Busta Rhymes
w/ Boom Bap Project

Showbox, Wed Feb 20, $30.

Toward the end of the hiphop movie Wild Style, the graffiti artist "Lee" Georges Quinones comes to this realization: The future stars of the hiphop enterprise will not be the breakers, or the DJs, and certainly not the graffiti artists--graffiti artists will be the saints of hiphop--but the rappers. At the time (Wild Style was made in 1982), hiphop was more an urban fad than a substantial cultural movement, and so Quinones' pronouncement was unexpected and even laughable. But today no one laughs, and Quinones' words are hallowed by an aura of prophecy.

The rapper did outlive and outshine all other elements in the hiphop realm. Indeed, one can argue that the rapper is all that remains, and the other forms (turntablism, dancing, writers) have all become historical, frozen in time like the lost-and-found pop objects in the EMP. The rappers ended up stars because they offered something we love to consume: a personality. More than poetry or intelligence, central to the success of the rapper was the formation and eventual marketing of an original personality.

This is why we know who Busta Rhymes is and have no clue who "Sweet Daddy" Sammy B is. "Sweet Daddy" Sammy B was the DJ for the Jungle Brothers, and is now forgotten not because his band fell apart, but because DJs don't assert their personalities. DJs don't need a personality; they deal with machines and not with people. At hiphop shows, the DJ is always deep in the background messing with objects: record containers, records, turntables, mixer knobs, and DAT decks. Everyone, however, knows who Busta Rhymes is: He's a superstar who has made a career out of promoting and refining his extreme personality, his eccentric presence.
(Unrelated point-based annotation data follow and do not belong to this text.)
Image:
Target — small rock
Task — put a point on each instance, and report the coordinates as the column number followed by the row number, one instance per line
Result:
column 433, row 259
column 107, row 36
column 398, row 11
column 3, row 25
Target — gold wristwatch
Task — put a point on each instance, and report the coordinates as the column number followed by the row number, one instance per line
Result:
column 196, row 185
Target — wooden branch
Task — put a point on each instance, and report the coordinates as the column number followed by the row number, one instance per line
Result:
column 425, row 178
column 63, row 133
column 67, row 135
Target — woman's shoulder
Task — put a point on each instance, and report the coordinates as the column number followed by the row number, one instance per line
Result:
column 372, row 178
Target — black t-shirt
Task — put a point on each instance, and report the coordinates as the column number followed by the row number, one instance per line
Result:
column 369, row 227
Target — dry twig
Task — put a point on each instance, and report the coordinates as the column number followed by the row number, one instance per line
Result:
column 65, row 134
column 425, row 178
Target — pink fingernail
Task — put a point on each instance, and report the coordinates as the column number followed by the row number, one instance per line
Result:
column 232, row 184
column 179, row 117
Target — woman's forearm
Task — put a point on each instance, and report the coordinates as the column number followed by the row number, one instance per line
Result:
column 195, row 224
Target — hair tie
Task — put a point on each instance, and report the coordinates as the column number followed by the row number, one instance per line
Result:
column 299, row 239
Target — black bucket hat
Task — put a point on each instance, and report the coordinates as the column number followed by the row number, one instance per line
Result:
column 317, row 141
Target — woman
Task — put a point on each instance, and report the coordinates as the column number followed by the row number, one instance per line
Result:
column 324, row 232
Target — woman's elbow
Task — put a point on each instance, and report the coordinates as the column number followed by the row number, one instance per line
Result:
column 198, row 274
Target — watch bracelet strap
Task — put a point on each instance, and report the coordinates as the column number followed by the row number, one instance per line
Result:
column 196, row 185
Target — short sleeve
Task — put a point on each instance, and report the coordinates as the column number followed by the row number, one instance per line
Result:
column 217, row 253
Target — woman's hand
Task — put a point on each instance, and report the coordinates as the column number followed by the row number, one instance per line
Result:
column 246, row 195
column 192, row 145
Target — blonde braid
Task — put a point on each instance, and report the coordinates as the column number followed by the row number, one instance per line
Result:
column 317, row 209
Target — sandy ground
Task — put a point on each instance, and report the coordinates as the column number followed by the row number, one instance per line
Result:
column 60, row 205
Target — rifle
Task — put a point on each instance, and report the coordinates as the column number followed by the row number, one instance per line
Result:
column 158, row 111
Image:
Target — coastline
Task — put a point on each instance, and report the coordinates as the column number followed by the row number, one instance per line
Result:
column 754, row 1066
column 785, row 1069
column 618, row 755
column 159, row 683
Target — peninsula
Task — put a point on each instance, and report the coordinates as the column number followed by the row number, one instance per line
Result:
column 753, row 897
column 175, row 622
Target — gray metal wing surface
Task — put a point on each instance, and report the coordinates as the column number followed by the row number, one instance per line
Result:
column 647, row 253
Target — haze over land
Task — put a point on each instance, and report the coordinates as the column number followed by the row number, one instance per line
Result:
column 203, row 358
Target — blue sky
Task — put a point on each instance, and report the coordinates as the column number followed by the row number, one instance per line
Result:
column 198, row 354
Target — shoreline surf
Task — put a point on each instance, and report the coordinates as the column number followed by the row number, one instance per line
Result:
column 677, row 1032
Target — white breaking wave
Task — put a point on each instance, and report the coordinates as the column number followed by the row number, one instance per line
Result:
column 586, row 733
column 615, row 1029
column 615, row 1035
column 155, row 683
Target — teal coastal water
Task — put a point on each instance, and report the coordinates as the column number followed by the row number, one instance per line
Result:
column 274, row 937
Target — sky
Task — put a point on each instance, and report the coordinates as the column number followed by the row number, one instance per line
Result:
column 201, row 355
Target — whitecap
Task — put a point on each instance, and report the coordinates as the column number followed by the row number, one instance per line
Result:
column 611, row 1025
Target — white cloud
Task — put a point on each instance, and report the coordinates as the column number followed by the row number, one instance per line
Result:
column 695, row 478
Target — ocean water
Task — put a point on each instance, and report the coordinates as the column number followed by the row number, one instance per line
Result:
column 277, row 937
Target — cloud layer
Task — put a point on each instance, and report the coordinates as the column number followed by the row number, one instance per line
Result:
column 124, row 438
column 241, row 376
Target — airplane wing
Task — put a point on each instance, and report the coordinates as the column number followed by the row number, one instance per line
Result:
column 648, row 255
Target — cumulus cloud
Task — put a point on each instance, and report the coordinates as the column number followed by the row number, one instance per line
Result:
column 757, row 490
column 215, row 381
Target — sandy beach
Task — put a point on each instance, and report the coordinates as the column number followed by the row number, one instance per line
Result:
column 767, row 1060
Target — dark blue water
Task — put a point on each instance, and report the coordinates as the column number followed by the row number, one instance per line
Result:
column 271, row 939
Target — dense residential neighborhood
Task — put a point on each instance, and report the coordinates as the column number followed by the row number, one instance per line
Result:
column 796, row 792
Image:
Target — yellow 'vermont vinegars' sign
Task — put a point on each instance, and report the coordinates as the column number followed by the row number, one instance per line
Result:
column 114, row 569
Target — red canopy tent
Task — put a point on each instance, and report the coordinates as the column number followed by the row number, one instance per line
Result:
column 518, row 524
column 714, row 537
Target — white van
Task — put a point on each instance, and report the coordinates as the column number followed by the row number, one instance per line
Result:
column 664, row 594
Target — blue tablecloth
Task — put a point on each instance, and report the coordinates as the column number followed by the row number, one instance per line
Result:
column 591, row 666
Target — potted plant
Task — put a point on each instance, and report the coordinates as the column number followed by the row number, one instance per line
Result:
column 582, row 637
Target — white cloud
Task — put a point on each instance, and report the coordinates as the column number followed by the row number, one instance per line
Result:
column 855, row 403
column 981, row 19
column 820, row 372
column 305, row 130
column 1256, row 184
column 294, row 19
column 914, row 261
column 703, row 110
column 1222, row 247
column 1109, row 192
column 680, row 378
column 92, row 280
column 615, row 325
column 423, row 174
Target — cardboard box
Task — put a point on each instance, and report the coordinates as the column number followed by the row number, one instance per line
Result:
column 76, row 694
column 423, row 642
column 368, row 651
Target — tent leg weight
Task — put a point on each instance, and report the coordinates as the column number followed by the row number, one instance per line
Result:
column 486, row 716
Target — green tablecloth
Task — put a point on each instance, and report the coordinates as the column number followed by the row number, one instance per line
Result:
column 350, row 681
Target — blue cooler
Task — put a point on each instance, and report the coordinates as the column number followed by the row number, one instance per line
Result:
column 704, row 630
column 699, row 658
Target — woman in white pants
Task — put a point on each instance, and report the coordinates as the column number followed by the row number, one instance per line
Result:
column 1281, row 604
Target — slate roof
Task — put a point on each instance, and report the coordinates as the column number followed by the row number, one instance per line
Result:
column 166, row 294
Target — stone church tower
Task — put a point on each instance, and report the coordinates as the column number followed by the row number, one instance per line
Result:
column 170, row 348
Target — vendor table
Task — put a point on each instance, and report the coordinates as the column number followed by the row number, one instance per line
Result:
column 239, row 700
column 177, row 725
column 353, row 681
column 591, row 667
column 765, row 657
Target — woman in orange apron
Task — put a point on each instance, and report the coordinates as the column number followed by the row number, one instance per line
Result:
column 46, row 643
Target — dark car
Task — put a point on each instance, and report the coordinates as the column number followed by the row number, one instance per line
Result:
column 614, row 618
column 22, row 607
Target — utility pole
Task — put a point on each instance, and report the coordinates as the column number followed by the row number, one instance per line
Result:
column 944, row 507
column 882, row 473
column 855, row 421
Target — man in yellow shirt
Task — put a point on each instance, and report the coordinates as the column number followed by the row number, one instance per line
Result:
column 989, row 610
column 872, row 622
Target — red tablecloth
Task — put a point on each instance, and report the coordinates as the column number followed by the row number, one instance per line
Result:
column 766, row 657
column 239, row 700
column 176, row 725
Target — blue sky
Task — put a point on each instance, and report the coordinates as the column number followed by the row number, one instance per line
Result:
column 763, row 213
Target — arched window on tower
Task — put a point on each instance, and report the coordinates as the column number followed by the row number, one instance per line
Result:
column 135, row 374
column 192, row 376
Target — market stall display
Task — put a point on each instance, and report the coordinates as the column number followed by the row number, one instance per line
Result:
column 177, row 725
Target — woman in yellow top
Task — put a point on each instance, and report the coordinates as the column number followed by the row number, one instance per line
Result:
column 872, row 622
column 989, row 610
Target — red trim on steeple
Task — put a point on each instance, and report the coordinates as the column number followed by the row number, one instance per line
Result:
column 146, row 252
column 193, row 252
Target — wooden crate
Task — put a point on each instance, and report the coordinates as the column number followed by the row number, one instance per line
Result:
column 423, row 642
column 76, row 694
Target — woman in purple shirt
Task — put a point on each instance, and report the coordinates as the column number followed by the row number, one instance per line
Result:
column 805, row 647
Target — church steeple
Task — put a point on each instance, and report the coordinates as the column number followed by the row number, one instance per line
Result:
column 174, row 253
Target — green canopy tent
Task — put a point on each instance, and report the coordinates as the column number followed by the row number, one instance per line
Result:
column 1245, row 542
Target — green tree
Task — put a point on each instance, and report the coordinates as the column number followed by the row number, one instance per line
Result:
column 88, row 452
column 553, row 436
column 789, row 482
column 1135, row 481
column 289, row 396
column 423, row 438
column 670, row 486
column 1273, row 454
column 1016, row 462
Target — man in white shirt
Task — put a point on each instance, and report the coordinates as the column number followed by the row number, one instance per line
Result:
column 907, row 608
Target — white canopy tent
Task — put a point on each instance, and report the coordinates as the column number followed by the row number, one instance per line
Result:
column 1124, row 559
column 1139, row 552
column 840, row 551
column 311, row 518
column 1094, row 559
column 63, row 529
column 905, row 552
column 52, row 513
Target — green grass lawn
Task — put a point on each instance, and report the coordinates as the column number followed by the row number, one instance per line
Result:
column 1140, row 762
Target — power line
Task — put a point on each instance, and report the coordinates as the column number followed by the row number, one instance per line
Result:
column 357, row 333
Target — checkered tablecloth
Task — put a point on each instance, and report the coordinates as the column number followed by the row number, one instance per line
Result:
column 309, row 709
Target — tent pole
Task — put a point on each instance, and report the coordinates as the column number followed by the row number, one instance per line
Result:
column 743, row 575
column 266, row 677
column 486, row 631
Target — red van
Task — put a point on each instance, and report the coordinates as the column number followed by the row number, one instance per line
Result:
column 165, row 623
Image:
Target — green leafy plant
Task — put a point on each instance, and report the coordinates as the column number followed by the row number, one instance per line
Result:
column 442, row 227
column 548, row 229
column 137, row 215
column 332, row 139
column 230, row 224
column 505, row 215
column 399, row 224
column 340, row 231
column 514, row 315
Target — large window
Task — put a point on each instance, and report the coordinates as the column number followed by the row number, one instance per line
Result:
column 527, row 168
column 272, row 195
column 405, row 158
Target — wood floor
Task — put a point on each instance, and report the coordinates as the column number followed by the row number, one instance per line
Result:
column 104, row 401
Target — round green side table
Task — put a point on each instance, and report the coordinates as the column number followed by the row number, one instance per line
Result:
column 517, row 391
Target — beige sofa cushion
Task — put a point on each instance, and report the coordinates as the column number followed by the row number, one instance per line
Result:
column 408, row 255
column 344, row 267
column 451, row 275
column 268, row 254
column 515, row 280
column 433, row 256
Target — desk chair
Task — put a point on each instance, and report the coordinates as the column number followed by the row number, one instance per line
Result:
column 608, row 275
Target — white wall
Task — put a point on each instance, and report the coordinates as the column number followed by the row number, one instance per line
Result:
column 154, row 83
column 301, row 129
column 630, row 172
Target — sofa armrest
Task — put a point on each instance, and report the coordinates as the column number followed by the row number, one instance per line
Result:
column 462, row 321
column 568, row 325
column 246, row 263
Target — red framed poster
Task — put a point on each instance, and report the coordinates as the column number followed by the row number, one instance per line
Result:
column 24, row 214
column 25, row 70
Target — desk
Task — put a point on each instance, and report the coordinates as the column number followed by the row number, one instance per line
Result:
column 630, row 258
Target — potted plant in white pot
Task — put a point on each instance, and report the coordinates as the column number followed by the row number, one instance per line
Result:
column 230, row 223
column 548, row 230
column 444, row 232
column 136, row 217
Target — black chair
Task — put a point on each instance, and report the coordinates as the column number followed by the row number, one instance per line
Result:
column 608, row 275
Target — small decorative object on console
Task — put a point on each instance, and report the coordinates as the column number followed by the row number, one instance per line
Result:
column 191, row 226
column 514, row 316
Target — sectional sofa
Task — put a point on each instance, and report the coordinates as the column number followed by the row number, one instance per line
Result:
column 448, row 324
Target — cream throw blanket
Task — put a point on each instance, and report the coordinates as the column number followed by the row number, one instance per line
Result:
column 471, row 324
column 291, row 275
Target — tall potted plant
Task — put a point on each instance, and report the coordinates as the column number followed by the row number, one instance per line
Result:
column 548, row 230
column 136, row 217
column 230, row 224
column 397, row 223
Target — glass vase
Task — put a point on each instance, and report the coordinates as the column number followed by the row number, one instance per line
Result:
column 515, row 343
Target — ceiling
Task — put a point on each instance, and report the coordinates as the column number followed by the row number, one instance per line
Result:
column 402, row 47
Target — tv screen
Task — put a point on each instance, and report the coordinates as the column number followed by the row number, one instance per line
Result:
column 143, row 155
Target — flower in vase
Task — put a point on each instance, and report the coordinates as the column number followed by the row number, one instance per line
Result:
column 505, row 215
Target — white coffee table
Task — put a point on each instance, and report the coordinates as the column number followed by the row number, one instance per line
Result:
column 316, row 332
Once a member of a Long Island rap group composed of three personalities--Leaders of the New School--Busta Rhymes arrived at celebrity at the very end of A Tribe Called Quest's "Scenario." The track presented six rappers who, in steady succession, said where they're from, what they're about, what they thought about the world and women, and so on. The most striking personality on "Scenario" was Busta Rhymes; he delivered the loudest, most extreme, and most aggressive performance. Indeed, how could anyone miss or even forget a rapper who could "RRRRRROAW RRRRRRROAW like a dungeon dragon"?

If the mode of some rappers is to walk the "thin line between rap and reality," as Smiff-N-Wesson put it in "Stand Strong," then Busta Rhymes' mode is to walk the thin line between rap and insanity. He is not the first to define his rap personality in this way (before Busta Rhymes there was crazy Flavor Flav of Public Enemy). Nor is he the most accomplished at expressing all of the wild possibilities of this type of rap personality (Ol' Dirty Bastard of Wu-Tang Clan has that honor). But he has been commodified and marketed better than anyone else, including Mystikal, his archrival.

After his first and best CD, The Coming (1996), Busta Rhymes dissolved into a mess of guest appearances. His exuberant personality became a hot item, and he eagerly sold it to anyone who could afford it. But then again, it's not fair to be critical of Busta's unwavering commitment to the art of guest-appearing, because, obviously, his stardom was established by a guest appearance on "Scenario." So teaming up with Janet Jackson, TLC, LL Cool J, Boyz II Men, and Ozzy Osbourne--to name a pitiful few--was the most practical thing for him to do.

Busta Rhymes is now making a serious effort to launch his personality to the next level: Hollywood. But he has yet to meet success. When outside the fluid medium of music, his personality ends up nothing more than that of a dry sidekick, as has been his fate in such films as The Rugrats Movie, Shaft, and Finding Forrester. Busta Rhymes' personality has its limits: It can't prosper in books, video games, or cinema; it can only be sustained and projected by music, hiphop music.